Withdrawing Money From an Inherited IRA
My brother passed away, and I am the beneficiary of his traditional IRA. What are my options for withdrawing the money, and how will the money be taxed?
Your distribution choices depend on whether your brother had begun taking required minimum distributions from the account. If he was older than 70½, the age that triggers mandatory distributions, you have two choices: You can continue to take annual withdrawals based on your brother’s withdrawal schedule, or you can take withdrawals based on your own life expectancy. If he died this year, you have until the end of 2012 to decide.
If you are younger than your brother, take the distributions over your longer life expectancy to minimize your annual distributions, which are taxable, and allow the balance to continue to grow in the tax-deferred account. (You can always withdraw more than the minimum required amount.) See IRS Publication 590, Individual Retirement Arrangements, for details.
If your brother had not yet started to take required minimum distributions, you can either take annual withdrawals based on your own life expectancy or withdraw all funds in the account by the end of the fifth calendar year after his death. The entire amount (except for any nondeductible contributions) will be taxable at the time of withdrawal.

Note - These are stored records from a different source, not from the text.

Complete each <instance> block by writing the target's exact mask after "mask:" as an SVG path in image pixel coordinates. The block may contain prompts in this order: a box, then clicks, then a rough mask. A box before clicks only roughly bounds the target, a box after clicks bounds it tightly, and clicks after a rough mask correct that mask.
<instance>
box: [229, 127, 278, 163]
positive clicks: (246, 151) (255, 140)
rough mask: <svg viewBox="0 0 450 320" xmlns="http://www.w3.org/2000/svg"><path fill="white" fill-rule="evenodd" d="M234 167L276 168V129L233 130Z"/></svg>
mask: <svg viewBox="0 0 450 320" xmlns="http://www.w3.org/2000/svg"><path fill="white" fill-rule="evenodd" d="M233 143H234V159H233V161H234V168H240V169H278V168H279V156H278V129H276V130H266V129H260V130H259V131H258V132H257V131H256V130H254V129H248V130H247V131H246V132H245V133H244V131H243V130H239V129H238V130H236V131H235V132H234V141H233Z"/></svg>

Spouses who inherit a traditional IRA have additional distribution options. They can treat the inherited IRA as their own, rolling over the money into their IRA, which would subject them to all the usual contribution and distribution rules and age limits. Or, a surviving spouse can elect to be treated as a nonspouse beneficiary, allowing her to take distributions from the inherited IRA over her lifetime, starting in the year after the original owner’s death. That could be a good choice for someone who is younger than 59½ to avoid the early distribution penalties she might incur if she rolled the inherited IRA into her own account.